Na última quinzena de julho de 2019, a Subterráneos de Buenos Aires Sociedad del Estado (SBASE) – empresa da Cidade Autônoma de Buenos Aires, responsável pela gestão da rede metroviária – informou que, na construção da Linha F, pela primeira vez na Argentina, a tecnologia TBM (Tunnel Boring Machine) será utilizada para a construção de uma linha de metrô.

Esse é o uso de uma máquina tuneladora que, até agora, era usada apenas em projetos hidráulicos no país. Além disso, a linha terá uma operação totalmente automática, com portas de plataforma. Quanto ao design, visa-se a racionalização, tipificação e industrialização das estações.

A informação foi transmitida por ocasião do lançamento da licitação para contratar uma consultora especializada responsável pelo desenvolvimento da documentação licitatória para a futura Linha F.

Numa primeira fase, de aproximadamente três meses, a consultoria especializada deve validar e ajustar, através de modelos analíticos, o esboço conceitual preparado pelo SBASE – inclui rastreamento, acessibilidade, circulação e evacuação de passageiros, locais técnicas, etc. – e apresentar alternativas possíveis. Depois haverá seis meses para desenvolver a documentação para a licitação da construção da linha, que incluirá especificações, relatórios e planos de trabalho, entre outros.

Nesse sentido, abrangerá também todas as especialidades complementares, como energia, sinalização, comunicações, meios de elevação e material circulante.
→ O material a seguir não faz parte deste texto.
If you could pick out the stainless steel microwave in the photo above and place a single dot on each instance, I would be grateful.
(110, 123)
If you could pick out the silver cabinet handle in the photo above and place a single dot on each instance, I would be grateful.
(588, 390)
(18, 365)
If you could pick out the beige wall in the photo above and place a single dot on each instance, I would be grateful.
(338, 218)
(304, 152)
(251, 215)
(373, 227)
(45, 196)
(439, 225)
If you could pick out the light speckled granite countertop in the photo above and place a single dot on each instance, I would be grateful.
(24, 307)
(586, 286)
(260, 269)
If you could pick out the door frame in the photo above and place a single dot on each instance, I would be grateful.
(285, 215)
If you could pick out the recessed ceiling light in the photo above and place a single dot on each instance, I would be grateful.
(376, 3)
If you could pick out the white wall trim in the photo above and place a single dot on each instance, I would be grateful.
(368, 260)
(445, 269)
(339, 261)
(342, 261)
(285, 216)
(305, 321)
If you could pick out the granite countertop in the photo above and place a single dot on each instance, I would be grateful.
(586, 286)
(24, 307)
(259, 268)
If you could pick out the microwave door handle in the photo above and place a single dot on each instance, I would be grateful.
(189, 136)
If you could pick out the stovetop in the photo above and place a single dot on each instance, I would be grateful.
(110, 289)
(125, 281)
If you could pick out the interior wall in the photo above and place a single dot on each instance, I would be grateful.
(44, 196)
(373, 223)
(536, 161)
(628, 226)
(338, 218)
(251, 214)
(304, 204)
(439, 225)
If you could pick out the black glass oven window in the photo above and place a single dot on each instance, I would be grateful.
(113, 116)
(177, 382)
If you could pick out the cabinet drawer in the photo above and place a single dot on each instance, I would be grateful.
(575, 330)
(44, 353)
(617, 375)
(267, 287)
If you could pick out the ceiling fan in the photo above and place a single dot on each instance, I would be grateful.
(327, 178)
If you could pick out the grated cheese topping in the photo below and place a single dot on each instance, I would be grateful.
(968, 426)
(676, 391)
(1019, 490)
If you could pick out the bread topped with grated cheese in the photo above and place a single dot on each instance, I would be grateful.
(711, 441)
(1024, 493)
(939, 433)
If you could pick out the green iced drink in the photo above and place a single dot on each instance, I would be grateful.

PAPEL CENTRAL NA INTERMODALIDADE

A linha F terá um papel central na conectividade e intermodalidade das viagens na cidade, já que 8 das 13 estações serão combinadas e terão 2 centros de baldeação em Constitución e Palermo.

Será uma linha moderna, construída e equipada com a mais recente tecnologia em construção e operação.

Terá uma extensão de 12 km, de Barracas a Palermo. Contará com 13 estações – 11 serão subterrâneas e 2 em viaduto – e permitirão o transporte de aproximadamente 600 mil passageiros por dia. Sua construção é estimada em cerca de 2 bilhões de dólares e diferentes fontes de financiamento estão sendo avaliadas.